Non dénué d’humour, le roman suit le parcours cahoteux d’Hélène, une jeune écolière mal dans sa peau qui subit les moqueries et l’exclusion de ses congénères, mais se réfugie dans la littérature. Ses malheurs, rapportés en noir et blanc, cèdent alors leur place à des échappées dans le monde parfait et réconfortant de l’héroïne victorienne, qui s’ouvre sur de belles pages colorées. Ce choix de joindre deux approches graphiques différentes s’est imposé à l’illustratrice dès le départ. « Je voulais que l’histoire de la petite fille qui se cherche, fragile et effacée, soit en noir en blanc, représentée par un trait incertain et plus dur, explique Isabelle Arsenault. Quand on entre dans son livre, j’ai utilisé l’aquarelle. C’est coloré, fluide et idéalisé. Hélène aspire à avoir un peu de cette beauté, de cette joie de vivre. »

Un match parfait
Fanny Britt se dit ravie par ce que le dessin d’Isabelle Arsenault a ajouté à son histoire, avec ses découpages, son rythme, ces petits détails qu’elle découvre encore sur la page. « Quand j’ai vu les esquisses, j’étais déjà émue, avoue-t-elle. C’était mieux que ce que j’avais dans ma tête.Isabelle est allée puiser dans son propre imaginaire, ses souvenirs à elle des années 1980-1990 et c’est vraiment un mélange de nos sensibilités à nous deux. Dans les romans graphiques, il y a une espèce de nostalgie, de mélancolie, un rythme particulier à cette écriture-là, un souffle un peu lent et on est vraiment immergés. Parce que c’est dessiné, on est plus près d’une certaine vérité que quand c’est filmé ou incarné par des acteurs, parce que ça reste très proche de l’imagination. Il y avait un match esthétique parfait pour moi », conclut Britt.

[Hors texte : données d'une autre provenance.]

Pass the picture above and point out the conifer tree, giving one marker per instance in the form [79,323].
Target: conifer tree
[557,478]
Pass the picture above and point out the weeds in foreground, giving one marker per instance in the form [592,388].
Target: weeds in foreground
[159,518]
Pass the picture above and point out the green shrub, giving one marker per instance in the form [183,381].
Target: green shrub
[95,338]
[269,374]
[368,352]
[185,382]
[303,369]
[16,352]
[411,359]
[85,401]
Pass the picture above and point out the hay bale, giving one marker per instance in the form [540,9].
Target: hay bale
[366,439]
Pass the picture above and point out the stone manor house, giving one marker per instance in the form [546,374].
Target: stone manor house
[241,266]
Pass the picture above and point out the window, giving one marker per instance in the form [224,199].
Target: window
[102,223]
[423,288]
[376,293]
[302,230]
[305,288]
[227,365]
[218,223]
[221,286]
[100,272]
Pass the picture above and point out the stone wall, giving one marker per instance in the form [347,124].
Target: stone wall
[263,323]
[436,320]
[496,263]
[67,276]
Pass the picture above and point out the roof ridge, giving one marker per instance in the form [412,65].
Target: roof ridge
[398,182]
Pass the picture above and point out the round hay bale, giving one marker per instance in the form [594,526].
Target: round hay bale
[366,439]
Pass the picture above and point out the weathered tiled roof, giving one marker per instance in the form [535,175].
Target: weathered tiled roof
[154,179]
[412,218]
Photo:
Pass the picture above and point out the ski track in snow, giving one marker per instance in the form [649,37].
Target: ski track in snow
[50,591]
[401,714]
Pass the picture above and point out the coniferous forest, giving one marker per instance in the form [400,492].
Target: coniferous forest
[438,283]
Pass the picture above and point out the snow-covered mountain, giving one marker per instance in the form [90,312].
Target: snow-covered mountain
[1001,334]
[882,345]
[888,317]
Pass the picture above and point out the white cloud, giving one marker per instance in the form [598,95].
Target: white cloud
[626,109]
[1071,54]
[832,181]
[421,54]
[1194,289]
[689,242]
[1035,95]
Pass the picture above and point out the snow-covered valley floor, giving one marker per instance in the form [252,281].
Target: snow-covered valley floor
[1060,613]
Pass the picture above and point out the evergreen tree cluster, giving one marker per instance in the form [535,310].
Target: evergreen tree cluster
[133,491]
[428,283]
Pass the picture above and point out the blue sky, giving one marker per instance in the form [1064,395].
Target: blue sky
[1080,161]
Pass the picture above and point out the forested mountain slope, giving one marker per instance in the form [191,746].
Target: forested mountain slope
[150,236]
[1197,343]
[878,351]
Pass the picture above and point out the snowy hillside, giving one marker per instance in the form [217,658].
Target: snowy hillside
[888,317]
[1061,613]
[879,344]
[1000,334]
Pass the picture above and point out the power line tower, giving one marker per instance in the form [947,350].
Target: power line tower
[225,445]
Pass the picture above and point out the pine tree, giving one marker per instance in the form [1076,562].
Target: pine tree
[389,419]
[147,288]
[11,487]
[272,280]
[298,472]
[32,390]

À l’instar des autres œuvres du genre, Jane, le renard et moi ne s’adresse pas qu’à la jeunesse, bien au contraire. L’auteure et la dessinatrice empruntent le point de vue de la fillette de 10 ans, mais sa petite victoire sur l’intimidation rappelle la pression sociale contre laquelle luttent aussi les grandes personnes. « Je m’interroge beaucoup sur l’image corporelle et ce que ça peut avoir de toxique dans notre époque, explique Britt. Je ressens encore fortement cette intimidation fabriquée en grande partie par les médias. Le livre raconte l’histoire d’une petite fille, mais il y a beaucoup d’adultes qui vivent cette obsession-là. » Quand Hélène rêve d’être « brillante, mince et sage » comme Jane Eyre, on s’étonne de cette référence au corps, mais la réplique est cohérente avec le discours de la fillette. « On est toujours avec elle, de son point de vue à elle, souligne l’auteure. Hélène en a pour des décennies à vivre un combat avec son image. Ce que je voulais montrer c’est deux portes qui s’ouvrent : la porte de l’amitié et la porte de l’évasion par la littérature, mais elle n’a que 10 ans. Il fallait que ça soit toujours à hauteur de 10 ans. » L’ère victorienne, réputée pour son austérité, se pare ainsi de fleurs et de couleurs. « Jayne Eyre, c’est toujours un peu sombre et lugubre, mais je voulais qu’il y ait de la couleur parce que nous sommes dans l’imaginaire d’Hélène », explique Arsenault, qui a un attachement naturel pour cette époque.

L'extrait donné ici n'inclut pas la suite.